This repository contains the proposed implementation described in the publication:
Fast Approximation of Persistence Diagrams with Guarantees
Jules Vidal and Julien Tierny
IEEE Symposium on Large Data Analysis and Visualization (LDAV), 2021
The paper is available on arxiv: https://arxiv.org/abs/2108.05766
The implementation code is based on The Topology ToolKit (https://topology-tool-kit.github.io/).
Most of the added code is available in the archive under the src/core/base/progressiveTopology directory and is located in the file ProgressiveTopologyAdaptive.h
The present build instructions have been tested onto an vanilla installation of Ubuntu 20.04 Linux distribution. Other distributions may need specific instructions.

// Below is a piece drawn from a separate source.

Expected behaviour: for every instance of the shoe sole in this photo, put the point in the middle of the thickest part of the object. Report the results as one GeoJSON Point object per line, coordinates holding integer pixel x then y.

The installation necessitated to build either ParaView 5.8.1 (or later) of VTK 9. We propose in these instructions to build ParaView. The instructions are identical to the installation tutorial of TTK's website.
The first step is to install the software dependencies. Copy the following shell statement into a terminal (omit the $ character):
$ sudo apt update
$ sudo apt-get install cmake-qt-gui libboost-system-dev libpython3.8-dev libxt-dev build-essential python-numpy
$ sudo apt-get install qt5-default qttools5-dev libqt5x11extras5-dev libqt5svg5-dev qtxmlpatterns5-dev-tools
This might take some time, depending on the number of already installed packages on the target system.
Now, move the compressed archive to your working directory and decompress it.
$ unzip implementation.zip
Download ParaView's source code: https://www.paraview.org/paraview-downloads/download.php?submit=Download&version=v5.8&type=source&os=Sources&downloadFile=ParaView-v5.8.1.tar.xz
Extract it in your working directory and create the build folder:
$ tar xJf ParaView-v5.8.1.tar.xz
$ cd ParaView-v5.8.1
$ mkdir build && cd build
Now launch the following command:
$ cmake-gui ../
The configuration window opens. Click on the "Configure" button to proceed. Once the configuration is finished, please tick the "Advanced" check box and set the following variables as follows (required for TTK's installation):
. CMAKE_BUILD_TYPE=Release . PARAVIEW_USE_PYTHON=ON . PARAVIEW_INSTALL_DEVELOPMENT_FILES=ON . PARAVIEW_PYTHON_VERSION=3
Next, click on the "Generate" button and close the configuration window when the generation is completed.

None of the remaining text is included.